Bank of America Corp., the biggest U.S. lender by assets, almost doubled a goodwill impairment for its credit-card unit to $20.3 billion to reflect increased defaults and an almost two-year-old change in rules.

The bank restated federal regulatory filings to record the writedown to its FIA Card Services unit in 2009’s first half, the firm said yesterday in a statement. The non-cash charge, which replaced a $10.4 billion impairment booked on the unit last year, doesn’t affect “the financial results, safety and soundness or the capital position” of the Charlotte, North Carolina-based parent company, said Robert Stickler, a spokesman.

The writedown shows the credit-card unit’s prospects may have deteriorated more than initially disclosed after the U.S. passed legislation, known as the Card Act, in May 2009 to curb fees and interest-rate increases.

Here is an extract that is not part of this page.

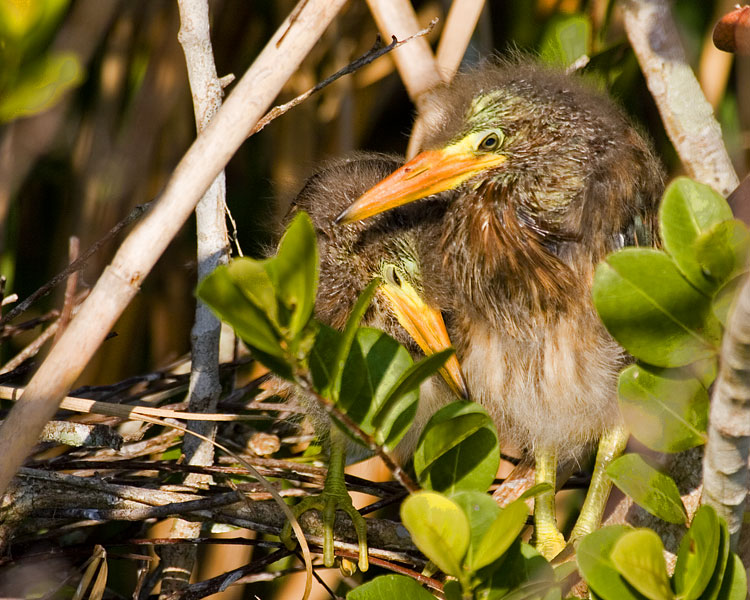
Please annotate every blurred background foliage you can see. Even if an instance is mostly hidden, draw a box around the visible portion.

In November, the bank said some measures would cut annual revenue by $1 billion, undermining efforts by Chief Executive Officer Brian T. Moynihan, 51, to improve returns for investors. The firm yesterday said the act and “deteriorating credit quality” caused the revision.

“This is another sign that the quality of the bank’s consumer-credit book is weaker than what they previously indicated,” said Tony Plath, a finance professor at the University of North Carolina at Charlotte. “It’s a huge number, and the way they’re disclosing it erodes the bank’s credibility. Why are we waiting until 2011 to do an impairment charge for two years ago?”

Closer Look

The restatement, covering the eight quarters of 2009 and 2010, was made in reports filed with the Office of the Comptroller of the Currency and the Federal Deposit Insurance Corp., Bank of America said.

The company declined 31 cents, or 2.1 percent, to $14.44 at 10:22 a.m. in New York Stock Exchange composite trading. The stock is up 8.1 percent this year.

The lender had previously tested goodwill for entire business segments rather than subsidiaries, Stickler said. The company identified the charge to its credit-card unit last year after “we changed our processes and looked more closely at legal entities underlying the businesses,” he said.

Goodwill is an intangible asset on a firm’s balance sheet representing the premium paid over the market value of assets in an acquisition. Moynihan’s predecessor Kenneth D. Lewis spent $35 billion for MBNA Corp. in 2006, then the largest U.S. card issuer.

‘Crazy Price’

“They’re trying to reevaluate their businesses in light of changing regulations,” said Jonathan Finger, whose family-owned investment company, Finger Interests Ltd., owns 1.1 million Bank of America shares. “While it’s a non-cash charge, it does perhaps signal weaker profitability in the card business, and that concerns me.”

Bank of America said last month that the loss in its cards division, which includes credit and debit units, widened to $6.6 billion in 2010, from $5.3 billion in 2009, on the $10.4 billion writedown last year tied to debit-card regulation. Excluding the charge, the business would’ve posted profit of $3.8 billion as credit-card repayment rates improved, the company said.

Investors including Finger, who led a proxy fight that helped drive Lewis into retirement at the end of 2009, have said that the former CEO overpaid while seeking to expand Bank of America’s operations.

Lewis agreed to pay $29 a share for Merrill Lynch & Co. the weekend before Lehman Brothers Holdings Inc. collapsed in 2008. The $50 billion deal was a “crazy price,” billionaire investor Warren Buffett told the Financial Crisis Inquiry Commission, according to remarks released this month.

Bank of America acquired Calabasas, California-based Countrywide Financial in 2008 in a stock swap originally valued at $4 billion. The company announced in January it would write down those operations by about $2 billion.